Background: Although amivantamab has shown clinical benefits for non-small cell lung cancer (NSCLC) patients with epidermal growth factor receptor (EGFR) exon 20 insertions, its cost-effectiveness requires further investigation.

Aim: To evaluate the cost-effectiveness of amivantamab plus chemotherapy for the treatment of NSCLC patients with EGFR exon 20 insertions from the United States payer perspective.

Method: A partitioned survival model was developed based on the data from the PAPILLON trial. Costs were derived from the pricing files of Medicare and Medicaid Services and published literature, and utility values were derived from previous studies. A 3% annual discount rate was applied to both costs and outcomes. The primary outcome was the incremental cost-effectiveness ratio (ICER).

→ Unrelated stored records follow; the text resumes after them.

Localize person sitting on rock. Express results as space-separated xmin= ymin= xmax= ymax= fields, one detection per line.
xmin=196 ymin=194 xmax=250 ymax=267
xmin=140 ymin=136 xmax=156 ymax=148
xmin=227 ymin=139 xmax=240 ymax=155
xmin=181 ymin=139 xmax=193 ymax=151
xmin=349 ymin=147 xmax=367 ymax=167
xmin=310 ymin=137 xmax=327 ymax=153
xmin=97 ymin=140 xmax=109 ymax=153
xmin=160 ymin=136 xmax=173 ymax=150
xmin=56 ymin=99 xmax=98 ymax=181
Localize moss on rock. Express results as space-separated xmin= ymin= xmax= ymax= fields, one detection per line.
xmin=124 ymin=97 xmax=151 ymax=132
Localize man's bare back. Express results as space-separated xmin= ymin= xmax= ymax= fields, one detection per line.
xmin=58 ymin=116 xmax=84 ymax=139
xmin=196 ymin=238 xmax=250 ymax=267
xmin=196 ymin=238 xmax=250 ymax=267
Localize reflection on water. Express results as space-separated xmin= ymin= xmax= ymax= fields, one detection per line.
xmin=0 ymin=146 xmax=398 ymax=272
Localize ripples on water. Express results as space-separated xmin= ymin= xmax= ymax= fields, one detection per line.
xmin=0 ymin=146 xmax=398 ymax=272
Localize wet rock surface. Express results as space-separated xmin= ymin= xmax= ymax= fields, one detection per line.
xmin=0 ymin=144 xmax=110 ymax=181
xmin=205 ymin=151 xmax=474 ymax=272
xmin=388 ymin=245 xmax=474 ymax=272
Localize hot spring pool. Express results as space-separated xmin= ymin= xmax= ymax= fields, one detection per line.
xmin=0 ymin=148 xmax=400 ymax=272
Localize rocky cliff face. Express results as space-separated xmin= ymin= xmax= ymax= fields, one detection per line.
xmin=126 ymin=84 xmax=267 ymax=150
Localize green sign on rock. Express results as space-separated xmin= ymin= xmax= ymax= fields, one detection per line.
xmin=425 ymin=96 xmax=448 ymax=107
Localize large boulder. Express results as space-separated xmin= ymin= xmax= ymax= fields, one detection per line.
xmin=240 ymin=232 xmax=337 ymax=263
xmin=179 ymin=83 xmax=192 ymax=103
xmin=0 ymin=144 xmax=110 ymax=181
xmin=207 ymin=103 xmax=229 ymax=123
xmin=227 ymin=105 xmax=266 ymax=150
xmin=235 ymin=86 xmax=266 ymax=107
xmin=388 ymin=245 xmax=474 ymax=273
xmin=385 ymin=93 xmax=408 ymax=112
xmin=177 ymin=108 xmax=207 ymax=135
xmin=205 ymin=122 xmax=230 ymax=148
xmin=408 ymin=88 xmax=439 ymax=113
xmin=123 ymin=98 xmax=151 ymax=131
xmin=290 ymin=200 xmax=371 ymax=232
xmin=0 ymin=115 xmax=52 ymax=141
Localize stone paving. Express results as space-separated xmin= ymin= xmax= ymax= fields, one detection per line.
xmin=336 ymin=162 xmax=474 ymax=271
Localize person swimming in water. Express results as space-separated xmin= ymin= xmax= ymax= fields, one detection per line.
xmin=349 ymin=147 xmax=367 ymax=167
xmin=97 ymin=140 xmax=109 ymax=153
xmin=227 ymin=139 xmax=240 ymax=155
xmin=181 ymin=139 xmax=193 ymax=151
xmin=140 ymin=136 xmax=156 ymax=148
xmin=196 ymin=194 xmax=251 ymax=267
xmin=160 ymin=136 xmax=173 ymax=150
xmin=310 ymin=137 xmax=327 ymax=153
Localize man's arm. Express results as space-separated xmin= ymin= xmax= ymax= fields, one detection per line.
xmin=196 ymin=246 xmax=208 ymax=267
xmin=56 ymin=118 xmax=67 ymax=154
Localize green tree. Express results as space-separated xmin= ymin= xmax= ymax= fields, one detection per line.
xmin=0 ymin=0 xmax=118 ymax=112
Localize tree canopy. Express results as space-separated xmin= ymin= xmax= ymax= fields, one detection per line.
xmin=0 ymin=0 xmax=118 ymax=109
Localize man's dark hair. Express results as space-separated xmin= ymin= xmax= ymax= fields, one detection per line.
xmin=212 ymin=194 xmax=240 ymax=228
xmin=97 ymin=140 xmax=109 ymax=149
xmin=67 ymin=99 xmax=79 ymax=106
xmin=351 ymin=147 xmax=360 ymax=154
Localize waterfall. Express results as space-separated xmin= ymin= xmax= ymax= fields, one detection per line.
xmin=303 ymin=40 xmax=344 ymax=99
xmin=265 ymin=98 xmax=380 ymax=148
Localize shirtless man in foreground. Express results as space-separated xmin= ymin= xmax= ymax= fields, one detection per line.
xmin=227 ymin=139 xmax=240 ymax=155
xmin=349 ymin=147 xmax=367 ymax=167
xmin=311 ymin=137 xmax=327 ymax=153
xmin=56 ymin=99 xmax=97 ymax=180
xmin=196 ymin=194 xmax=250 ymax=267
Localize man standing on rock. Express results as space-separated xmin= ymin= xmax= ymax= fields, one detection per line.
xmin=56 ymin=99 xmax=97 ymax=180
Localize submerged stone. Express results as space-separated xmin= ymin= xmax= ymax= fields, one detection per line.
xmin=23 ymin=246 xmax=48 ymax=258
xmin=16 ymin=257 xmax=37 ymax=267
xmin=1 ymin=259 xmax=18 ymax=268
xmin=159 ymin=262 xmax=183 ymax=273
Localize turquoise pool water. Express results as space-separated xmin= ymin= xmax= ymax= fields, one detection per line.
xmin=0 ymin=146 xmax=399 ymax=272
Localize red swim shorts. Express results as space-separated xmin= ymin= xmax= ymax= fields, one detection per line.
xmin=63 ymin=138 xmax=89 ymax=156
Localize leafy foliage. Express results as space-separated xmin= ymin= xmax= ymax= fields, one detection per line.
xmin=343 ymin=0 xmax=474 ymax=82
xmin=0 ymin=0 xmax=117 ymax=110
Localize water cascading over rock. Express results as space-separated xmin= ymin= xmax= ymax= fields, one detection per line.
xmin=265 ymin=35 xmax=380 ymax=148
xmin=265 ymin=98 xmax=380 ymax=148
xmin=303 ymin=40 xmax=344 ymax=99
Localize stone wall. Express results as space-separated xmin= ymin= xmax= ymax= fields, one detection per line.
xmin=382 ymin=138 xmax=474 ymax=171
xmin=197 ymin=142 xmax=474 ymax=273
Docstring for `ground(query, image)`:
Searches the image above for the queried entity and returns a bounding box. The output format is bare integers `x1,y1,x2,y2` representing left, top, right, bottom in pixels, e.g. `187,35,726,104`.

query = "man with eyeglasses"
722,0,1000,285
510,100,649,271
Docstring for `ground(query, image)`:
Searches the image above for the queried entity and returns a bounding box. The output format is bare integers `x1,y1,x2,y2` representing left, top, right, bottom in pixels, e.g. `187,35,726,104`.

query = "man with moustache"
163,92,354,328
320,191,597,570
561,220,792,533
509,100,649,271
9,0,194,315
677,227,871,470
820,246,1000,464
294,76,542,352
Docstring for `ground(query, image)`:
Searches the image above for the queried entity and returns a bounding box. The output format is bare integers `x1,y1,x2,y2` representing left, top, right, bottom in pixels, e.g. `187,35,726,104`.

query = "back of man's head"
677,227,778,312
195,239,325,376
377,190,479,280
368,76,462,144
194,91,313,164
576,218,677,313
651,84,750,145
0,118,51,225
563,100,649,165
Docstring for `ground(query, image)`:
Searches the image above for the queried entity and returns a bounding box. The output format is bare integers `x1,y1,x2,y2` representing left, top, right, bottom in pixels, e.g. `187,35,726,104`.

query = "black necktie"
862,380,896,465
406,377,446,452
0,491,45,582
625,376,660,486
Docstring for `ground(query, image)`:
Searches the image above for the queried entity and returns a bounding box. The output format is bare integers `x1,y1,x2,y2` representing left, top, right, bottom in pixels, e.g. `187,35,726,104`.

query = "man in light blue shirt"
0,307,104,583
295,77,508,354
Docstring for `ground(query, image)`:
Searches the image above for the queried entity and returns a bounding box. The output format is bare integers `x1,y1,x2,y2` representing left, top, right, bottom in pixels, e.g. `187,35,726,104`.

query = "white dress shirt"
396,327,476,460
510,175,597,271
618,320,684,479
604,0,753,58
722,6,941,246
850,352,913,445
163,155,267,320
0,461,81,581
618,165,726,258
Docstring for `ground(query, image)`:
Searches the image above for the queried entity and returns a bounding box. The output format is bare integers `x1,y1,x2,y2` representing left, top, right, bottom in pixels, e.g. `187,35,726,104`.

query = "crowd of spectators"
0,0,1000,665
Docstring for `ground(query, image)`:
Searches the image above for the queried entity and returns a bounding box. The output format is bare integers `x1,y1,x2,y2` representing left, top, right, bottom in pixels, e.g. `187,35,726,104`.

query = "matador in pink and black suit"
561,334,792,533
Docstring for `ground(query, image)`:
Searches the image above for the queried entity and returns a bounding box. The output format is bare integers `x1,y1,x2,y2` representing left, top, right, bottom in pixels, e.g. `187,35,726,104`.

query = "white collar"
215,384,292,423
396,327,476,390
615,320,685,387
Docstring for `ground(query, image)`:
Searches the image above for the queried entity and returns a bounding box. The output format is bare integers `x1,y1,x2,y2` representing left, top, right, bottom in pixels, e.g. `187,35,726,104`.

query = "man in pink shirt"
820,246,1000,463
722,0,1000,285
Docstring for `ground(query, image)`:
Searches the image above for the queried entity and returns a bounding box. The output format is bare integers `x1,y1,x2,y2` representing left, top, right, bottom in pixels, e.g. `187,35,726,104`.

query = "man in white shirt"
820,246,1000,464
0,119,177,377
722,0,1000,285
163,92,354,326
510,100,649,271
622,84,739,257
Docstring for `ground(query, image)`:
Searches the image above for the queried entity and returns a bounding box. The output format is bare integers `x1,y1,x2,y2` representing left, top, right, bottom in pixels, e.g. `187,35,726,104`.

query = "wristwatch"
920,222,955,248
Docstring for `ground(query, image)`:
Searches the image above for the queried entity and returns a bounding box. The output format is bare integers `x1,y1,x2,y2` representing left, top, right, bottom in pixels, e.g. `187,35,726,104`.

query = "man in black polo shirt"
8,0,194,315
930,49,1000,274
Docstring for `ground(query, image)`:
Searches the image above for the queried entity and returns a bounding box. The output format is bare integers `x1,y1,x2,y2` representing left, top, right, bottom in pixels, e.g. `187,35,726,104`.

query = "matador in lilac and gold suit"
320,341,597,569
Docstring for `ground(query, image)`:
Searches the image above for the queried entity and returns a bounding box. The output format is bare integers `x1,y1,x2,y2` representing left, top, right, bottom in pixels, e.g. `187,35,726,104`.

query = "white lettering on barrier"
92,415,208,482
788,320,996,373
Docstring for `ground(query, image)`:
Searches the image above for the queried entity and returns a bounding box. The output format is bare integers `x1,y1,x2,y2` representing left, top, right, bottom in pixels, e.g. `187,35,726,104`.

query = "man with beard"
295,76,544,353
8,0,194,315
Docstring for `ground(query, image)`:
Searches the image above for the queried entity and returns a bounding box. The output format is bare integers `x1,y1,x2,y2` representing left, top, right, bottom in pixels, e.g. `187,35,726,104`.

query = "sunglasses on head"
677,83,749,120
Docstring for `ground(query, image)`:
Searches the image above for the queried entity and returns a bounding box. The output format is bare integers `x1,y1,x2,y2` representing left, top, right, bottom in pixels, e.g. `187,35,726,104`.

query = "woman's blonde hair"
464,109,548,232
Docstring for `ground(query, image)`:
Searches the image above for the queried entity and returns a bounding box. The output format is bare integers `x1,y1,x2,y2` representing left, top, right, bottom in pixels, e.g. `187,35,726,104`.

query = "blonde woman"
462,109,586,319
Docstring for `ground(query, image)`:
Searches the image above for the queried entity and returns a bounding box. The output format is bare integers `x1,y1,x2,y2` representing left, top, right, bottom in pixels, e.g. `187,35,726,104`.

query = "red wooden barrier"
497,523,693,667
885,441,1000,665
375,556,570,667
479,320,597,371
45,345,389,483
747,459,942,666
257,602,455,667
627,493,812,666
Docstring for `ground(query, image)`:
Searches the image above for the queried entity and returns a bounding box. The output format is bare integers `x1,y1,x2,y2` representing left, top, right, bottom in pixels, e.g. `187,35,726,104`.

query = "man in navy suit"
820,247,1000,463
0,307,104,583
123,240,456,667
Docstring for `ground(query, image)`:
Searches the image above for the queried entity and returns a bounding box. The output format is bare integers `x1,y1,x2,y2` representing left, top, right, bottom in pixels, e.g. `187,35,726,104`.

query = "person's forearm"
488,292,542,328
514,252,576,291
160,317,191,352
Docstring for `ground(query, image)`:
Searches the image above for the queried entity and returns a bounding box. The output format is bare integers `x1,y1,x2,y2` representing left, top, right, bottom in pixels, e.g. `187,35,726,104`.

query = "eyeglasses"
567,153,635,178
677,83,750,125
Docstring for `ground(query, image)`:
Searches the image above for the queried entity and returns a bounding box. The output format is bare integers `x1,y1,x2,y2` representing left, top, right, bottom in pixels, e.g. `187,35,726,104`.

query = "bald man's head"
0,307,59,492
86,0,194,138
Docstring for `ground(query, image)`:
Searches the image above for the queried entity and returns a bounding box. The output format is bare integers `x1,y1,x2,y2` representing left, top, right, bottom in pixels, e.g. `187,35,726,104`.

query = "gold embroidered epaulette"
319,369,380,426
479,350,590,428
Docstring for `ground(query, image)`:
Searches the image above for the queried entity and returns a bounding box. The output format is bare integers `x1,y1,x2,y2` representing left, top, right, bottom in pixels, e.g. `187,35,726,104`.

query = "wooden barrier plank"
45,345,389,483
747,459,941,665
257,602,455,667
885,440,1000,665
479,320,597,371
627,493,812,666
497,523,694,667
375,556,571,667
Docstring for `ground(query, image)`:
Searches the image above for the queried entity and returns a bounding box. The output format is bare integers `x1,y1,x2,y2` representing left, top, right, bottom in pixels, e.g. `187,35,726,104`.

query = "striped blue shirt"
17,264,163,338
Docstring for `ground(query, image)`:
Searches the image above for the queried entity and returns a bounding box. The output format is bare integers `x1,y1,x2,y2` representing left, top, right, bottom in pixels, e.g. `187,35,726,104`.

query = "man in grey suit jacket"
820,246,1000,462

One-way sensitivity analysis, probabilistic sensitivity analysis and scenario analysis, were conducted to test the model stability.

Results: Amivantamab plus chemotherapy yielded an additional 1.12 quality-adjusted life years (QALYs) while increasing costs by $483,769.50 relative to the chemotherapy regimen, leading to an ICER of $432,401.16/QALY. The combination of amivantamab with chemotherapy was not cost effective at a threshold of $150,000/QALY. In the scenario analysis, the results showed that the ICERs were $263,680.69/QALY and $418,416.35/QALY when different utility values and 10-year time horizons were adopted, respectively. For PSA, the probability that amivantamab plus chemotherapy would be cost-effective was 0% if the willingness-to-pay (WTP) threshold was $150,000/QALY.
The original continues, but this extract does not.